If you’re anything like me, everytime you see a cryptogram in the entertainment section of the newspaper, you stare at it for about 60 seconds and then you give up. I’ve always wanted to be able to solve cryptograms but I never really learned how. Furthermore, even after I read a few things about the strategies you can use to solve them, I was intrigued by (in my mind) a much more interesting problem – could you write a computer program to solve cryptograms for you?
First, some definition of the problem is in order. The object of the program is to change a ciphertext consisting of cipher words into a cleartext made up of words which exist in a dictionary file, by mapping each cipher letter into exactly one cleartext letter. There is a 1-to-1 mapping in that no two cipher letters share the same cleartext and vice versa. I will also allow for apostrophes as letters which always map to apostrophes, and ignore all other characters (periods, commas). Words are separated by any non-alphabetic or apostrophe letter.
Gb py bgioy lkq ckd’y oqwwttc, yil, yil prpgd.
My first attempt at solving this problem was very rudimentary. Basically, assign a random mapping of all cipher letters to cleartext letters and produce the result. Check to see that every word is in fact in the dictionary. This solution will inevitably work, but it will also take forever. How many mappings are there for 26 letters? Well, for “A” you have 26 choices, for “B” you have 25 choices left, etc. In other words there are 26! mappings to choose from and only one will give you the right answer. In fact this is worse than just looping through all possibilities because you will start duplicating random assignments that you’ve already tried. Don’t do this.
This is a similar approach to what a human would do. Basically, we know that for most texts, e is the most common letter, followed by t, a, o, i, n, s, h, and r. Insert RSTLNE joke here. What we can try to do is to analyze our ciphertext and rank the letters by occurrence frequency and then assign letters based on our letter ranking list. As it turns out, this approach didn’t work very well. If your text has exactly the same letter distribution as the English language in general, then your first assignment should be the answer, and you’re done. This is not the case, and it’s even possible that the most common letter isn’t even E. And that’s a big problem, because when it comes to recursive algorithms, getting the first part wrong means you spend lots of time searching for solutions where none will be found. There may be a way to do this using some kind of breadth first search which will lead to a relatively quick solution, but I have to say I think this approach is misguided.
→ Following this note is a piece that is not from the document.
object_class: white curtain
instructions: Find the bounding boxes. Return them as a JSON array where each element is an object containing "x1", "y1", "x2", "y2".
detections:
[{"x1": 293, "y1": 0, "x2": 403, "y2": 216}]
The solution I eventually came up with has much less to do with the letters themselves and more to do with the uniqueness of each word. When you’re looking at a cipher word, you don’t know what the letters actually represent, but you do know one very important thing. You know that everytime the same letter is used in the cipher, it is the same letter in the real word too. In other words, the letter pattern of a word is a property shared by the cleartext of that word.
Here’s an example:
oqwwttc (could be rewritten as)
0122334 (numerically speaking)
abccdde (as a normalized cipher word)
succeed (an actual word with this pattern)
As it turns out, in my dictionary, there are only five seven-letter words with that letter pattern, and succeed is one of them. Fantastic! We now know that the solution, if it will be found, must assign letters according to one of those five words. This leads us to the following pseudocode:
- Load the dictionary into a hash table where the hash is the normalized letter pattern of each word, and the real words are added to the table according to their hash
- For each ciphertext word, normalize it and get a list of all English words that match this pattern
- Sort the list of ciphertext words in increasing count of English words
- Recursively assign a word to the current cipher. Double check that this does not violate any previously assigned letters for previous words; if so, back out. Pick the next word and recurse.
This algorithm is actually really fast. For the cipher I gave above, there are only 5 choices for the first* word and only 7 for the second*, and this results in an assignment of 8 letters immediately which have a high (1/35) chance of being correct. The search space increases to 49 choices for the next word, and more for each word following, but by the time you reach the words with a high number of pattern matches you’ve already decided most of your letter assignments already, so your choices are easy to prune.
Here’s the source: View Source
A true programmatic crypogram solver doesn’t necessarily need to use the same skills as a human would use to solve the same problem; we can use the computer’s advantage of being able to complete repetitive tasks by pre-processing every word in the dictionary based on its letter pattern, and draw on that information to choose whole word assignments instead of individual letters. Choosing from the smallest number of options severely reduces the recursive search space, and from there it’s just a matter of testing the remaining word patterns until we reach the solution(s).
If you see any glaring errors in my code, or possible optimizations, please feel free to add a comment saying how I could improve. Thanks!
Oh and by the way, if at first you don’t succeed, try, try again.
* Not actually the first word, but the word with the lowest matching pattern count in the dictionary.